The answer is yes you would be able to move but that would require with your probation being terminated or I being transferred to Texas. Either way your best bet would be to discuss this with your PO. S/he would be in the best position to assist you if s/he were so inclined. If probation isn't being cooperative you may wish to consider contacting an attorney who could then make the necessary applications to the court.
It is possible to have your probation transferred via the interstate compact. However, both states must agree. From the facts that you have listed, there doesn't seem to be much reason for them to object.
Another alternative, should the judge be so inclined, is to terminate the supervision requirement so that you no longer have to report to a probation officer. Rather, the judge essentially supervises your probation. What this effectively means is that they will review your file from time to time, most likely close to the end of your term, and see if you have completed all the terms of probation and not had any new violations of law.

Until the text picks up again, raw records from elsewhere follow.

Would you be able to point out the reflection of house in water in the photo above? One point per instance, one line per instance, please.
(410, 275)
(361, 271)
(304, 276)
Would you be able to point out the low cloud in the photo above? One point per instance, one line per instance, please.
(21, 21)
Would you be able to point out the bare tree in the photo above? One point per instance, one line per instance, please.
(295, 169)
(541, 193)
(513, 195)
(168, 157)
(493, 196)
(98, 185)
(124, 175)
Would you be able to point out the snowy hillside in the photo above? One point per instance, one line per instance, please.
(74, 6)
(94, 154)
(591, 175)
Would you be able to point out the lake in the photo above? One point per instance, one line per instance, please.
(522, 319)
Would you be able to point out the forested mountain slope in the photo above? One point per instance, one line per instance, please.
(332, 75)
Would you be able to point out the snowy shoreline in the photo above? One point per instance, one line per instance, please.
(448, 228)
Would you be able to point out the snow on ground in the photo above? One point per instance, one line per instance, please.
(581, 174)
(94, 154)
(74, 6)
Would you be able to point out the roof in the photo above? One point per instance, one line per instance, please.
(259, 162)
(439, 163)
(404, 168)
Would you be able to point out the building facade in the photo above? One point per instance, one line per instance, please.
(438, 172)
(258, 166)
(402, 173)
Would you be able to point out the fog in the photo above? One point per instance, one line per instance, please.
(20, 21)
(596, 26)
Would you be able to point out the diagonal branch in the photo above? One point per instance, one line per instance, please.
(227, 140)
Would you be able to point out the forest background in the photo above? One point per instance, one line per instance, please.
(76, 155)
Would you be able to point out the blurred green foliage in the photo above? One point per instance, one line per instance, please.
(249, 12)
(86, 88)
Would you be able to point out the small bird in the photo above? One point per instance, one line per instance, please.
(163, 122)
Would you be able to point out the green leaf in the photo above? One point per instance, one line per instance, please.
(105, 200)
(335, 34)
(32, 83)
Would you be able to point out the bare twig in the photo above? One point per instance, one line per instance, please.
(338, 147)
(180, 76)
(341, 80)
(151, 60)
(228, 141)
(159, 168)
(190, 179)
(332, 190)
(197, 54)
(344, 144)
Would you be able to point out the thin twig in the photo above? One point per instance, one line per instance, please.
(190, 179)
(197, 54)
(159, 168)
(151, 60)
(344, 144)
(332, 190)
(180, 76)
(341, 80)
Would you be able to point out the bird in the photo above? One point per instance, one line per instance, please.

No answer here should be considered to form an attorney-client relationship. You should consult with a licensed attorney in your jurisdiction so that a full evaluation of the facts of your case can be conducted.
You will need to ask for and get the go ahead from your probation officer and permission from the court. Also the state of Texas will have to accept you into their probation program. This is not a sure thing, but it happens with some regularity.
If you are on unsupervised probation, you will need to address your move with the court only.
It is not true that anyone has to agree to transfer your probation down to Texas if you get a job down there, but having already secured employment will probably make the transfer easier to justify.
The proceeding statement is for your benefit and designed to orient you to seek help more completely; it should not be construed as a complete answer to your legal problem or a substitution for legal advice. Only when an attorney has had the opportunity to fully explore the issues of your case can you truly be advised. By reading my statement you should not infer we have created an attorney client relationship.
My colleagues are accurate. You can move out of state as long as you get court permission and consent to do so. If you are on supervised probation, they would need to transfer it to TX and TX would have to accept the transfer.